Multivariable Calculus

Multivariable calculus, also known as calculus of several variables, extends the concepts of calculus to functions of multiple variables.

Functions of Several Variables

Functions of several variables take multiple inputs and produce an output. For example, f(x, y) = x^2 + y^2 is a function of two variables.

Partial Derivatives

Just as the derivative of a function of one variable gives the rate of change of the function at a point, the partial derivatives of a function of several variables give the rate of change of the function in each of the coordinate directions.

For example, the partial derivative of f(x, y) with respect to x is the rate of change of f as x changes while y is held constant.

Multiple Integrals

Multiple integrals extend the concept of integration to functions of several variables. A double integral, for example, computes the volume under a surface in three dimensions.

Vector Calculus

Vector calculus is a branch of multivariable calculus that deals with vector fields, which assign a vector to every point in space.

Key concepts in vector calculus include:

  • Gradient: The gradient of a scalar field is a vector field that points in the direction of greatest rate of increase of the scalar field.

  • Divergence: The divergence of a vector field is a measure of how much the vector field spreads out from a point.

  • Curl: The curl of a vector field is a measure of its rotation.

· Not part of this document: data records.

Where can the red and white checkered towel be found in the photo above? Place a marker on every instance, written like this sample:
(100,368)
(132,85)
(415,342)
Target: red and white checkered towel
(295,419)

  • Line Integrals, Surface Integrals, and Volume Integrals: These are integrals taken over a line, surface, or volume, respectively.

  • Stokes' Theorem and Divergence Theorem: These are fundamental theorems that relate line, surface, and volume integrals.

Applications

Multivariable calculus has applications in physics, engineering, computer graphics, economics, and many other fields. It's used to describe the motion of planets, the flow of fluids, the curvature of surfaces, and much more.